Whisper Server is a package designed to deploy and utilize the Whisper speech recognition model efficiently. Whisper is a versatile speech recognition model trained on a vast and diverse dataset of audio samples. It boasts the capability to handle various tasks such as multilingual speech recognition, speech translation, and language identification simultaneously.

Features

  • State-of-the-Art Speech Recognition: Whisper utilizes advanced machine learning techniques to provide accurate and reliable speech recognition.
  • Multilingual Support: With its multitasking capabilities, Whisper can recognize speech in multiple languages.
  • Speech Translation: Whisper can translate recognized speech into different languages, facilitating communication across linguistic barriers.
  • Language Identification: Identify the language of the spoken input accurately, enabling dynamic language switching.

Installation

To install Whisper Server, follow these steps:

  1. Clone the repository from GitHub:
git clone https://github.com/opennlu/whisper-server.git
  1. Navigate to the directory:
cd whisper-server
  1. Install dependencies:
pip install -r requirements.txt

Usage

To start Whisper Server from the command line, execute the following command:

python whisper_server.py

API Documentation

Process Audio File

Endpoint: POST http://localhost:28466/whisper

This endpoint allows users to submit an audio file for processing.
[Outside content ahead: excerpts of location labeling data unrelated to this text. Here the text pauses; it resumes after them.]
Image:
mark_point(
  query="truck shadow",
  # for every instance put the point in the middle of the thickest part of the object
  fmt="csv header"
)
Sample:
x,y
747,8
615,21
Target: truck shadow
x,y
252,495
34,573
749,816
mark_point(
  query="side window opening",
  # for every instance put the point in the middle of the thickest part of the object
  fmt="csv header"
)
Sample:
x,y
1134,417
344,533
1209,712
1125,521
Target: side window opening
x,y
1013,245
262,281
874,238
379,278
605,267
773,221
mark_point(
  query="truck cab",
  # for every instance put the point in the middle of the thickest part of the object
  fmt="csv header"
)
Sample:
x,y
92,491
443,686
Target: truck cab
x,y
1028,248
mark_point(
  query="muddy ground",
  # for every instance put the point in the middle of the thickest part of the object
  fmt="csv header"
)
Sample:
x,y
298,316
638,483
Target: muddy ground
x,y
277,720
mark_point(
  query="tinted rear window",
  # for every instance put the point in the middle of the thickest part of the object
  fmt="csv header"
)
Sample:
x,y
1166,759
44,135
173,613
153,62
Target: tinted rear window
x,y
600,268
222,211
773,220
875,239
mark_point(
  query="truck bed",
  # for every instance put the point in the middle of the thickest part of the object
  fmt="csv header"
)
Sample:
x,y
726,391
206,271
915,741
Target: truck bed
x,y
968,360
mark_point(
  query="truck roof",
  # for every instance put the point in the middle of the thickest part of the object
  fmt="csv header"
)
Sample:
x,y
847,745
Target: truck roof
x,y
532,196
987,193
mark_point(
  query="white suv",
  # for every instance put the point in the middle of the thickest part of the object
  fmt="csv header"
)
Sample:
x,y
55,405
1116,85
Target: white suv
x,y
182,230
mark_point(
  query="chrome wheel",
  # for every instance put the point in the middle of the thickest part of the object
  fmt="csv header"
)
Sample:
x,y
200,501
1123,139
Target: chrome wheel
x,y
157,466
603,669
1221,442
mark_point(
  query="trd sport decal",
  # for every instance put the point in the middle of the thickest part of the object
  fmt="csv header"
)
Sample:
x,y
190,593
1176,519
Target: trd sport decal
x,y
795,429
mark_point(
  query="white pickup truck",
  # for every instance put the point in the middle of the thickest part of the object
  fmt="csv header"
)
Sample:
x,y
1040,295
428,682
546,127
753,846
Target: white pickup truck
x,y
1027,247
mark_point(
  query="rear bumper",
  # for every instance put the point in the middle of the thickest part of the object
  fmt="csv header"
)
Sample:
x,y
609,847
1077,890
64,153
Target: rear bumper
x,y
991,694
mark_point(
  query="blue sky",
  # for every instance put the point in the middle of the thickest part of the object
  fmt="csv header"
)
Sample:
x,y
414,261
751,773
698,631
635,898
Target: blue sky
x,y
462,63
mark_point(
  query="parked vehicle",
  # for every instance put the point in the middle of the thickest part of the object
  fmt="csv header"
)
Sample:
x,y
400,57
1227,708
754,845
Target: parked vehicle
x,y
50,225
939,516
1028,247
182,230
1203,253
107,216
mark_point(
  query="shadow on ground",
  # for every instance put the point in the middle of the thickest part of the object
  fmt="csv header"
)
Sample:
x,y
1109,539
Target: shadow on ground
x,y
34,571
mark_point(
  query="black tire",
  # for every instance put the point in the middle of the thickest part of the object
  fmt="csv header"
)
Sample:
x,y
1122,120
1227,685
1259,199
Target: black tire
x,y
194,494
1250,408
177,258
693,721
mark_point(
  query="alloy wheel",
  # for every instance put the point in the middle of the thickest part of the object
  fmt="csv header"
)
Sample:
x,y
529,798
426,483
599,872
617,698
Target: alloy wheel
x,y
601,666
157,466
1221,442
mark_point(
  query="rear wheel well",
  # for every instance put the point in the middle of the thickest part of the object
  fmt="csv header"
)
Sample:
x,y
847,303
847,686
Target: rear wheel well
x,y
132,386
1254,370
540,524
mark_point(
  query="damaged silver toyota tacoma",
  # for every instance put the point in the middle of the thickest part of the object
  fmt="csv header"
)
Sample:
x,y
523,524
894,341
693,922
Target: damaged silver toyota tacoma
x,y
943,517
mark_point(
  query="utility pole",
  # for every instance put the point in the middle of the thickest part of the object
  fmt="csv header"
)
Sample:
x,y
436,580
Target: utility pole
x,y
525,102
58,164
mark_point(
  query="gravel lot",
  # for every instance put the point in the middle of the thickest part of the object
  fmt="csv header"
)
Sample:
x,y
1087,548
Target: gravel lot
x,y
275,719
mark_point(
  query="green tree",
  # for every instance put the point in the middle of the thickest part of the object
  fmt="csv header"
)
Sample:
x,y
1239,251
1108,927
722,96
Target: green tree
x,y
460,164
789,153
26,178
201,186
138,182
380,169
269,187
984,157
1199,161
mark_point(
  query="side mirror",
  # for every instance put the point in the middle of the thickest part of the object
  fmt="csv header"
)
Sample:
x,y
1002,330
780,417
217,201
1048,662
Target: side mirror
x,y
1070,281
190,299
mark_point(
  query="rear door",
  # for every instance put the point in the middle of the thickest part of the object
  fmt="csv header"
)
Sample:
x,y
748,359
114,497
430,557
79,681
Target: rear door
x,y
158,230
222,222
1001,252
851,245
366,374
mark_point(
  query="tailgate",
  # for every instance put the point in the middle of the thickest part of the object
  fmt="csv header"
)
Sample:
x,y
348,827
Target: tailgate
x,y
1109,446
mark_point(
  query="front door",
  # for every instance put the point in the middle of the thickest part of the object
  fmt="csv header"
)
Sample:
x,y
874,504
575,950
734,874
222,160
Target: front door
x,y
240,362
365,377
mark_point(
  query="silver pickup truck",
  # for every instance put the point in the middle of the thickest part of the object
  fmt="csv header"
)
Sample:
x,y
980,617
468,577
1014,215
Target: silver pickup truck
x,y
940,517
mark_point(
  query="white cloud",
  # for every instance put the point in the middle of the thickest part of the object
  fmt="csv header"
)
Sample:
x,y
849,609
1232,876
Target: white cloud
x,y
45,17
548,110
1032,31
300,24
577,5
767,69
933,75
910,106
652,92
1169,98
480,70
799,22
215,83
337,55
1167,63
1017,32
The audio file should be sent as form-data in the request body.

Request Parameters:

  • file: The audio file to be processed. Required.
  • language: The returning language to be used. Optional.
curl -X POST \
  -F "file=@/path/to/your/audio/file.mp3" \
  http://localhost:28466/whisper

Docker

Caution

This is experimental, as it will always pull the model files when using docker run, as there is still no volume mount.

CPU only

docker run -d -p 28466:28466 --name whisper-server opennlu/whisper-server

Nvidia GPU

  1. Install the Nvidia container toolkit.
  2. Run Whisper Server inside a Docker container
docker run -d --gpus=all -p 28466:28466 --name whisper-server opennlu/whisper-server

Contribution

Contributions to Whisper Server are welcome! If you find any bugs or have suggestions for improvements, please open an issue or submit a pull request on GitHub.

License

This project is licensed under the MIT License. See the LICENSE file for details.

Acknowledgments

  • The Whisper team for developing and open-sourcing this powerful speech recognition model.
  • Contributors who help improve and maintain Whisper Server.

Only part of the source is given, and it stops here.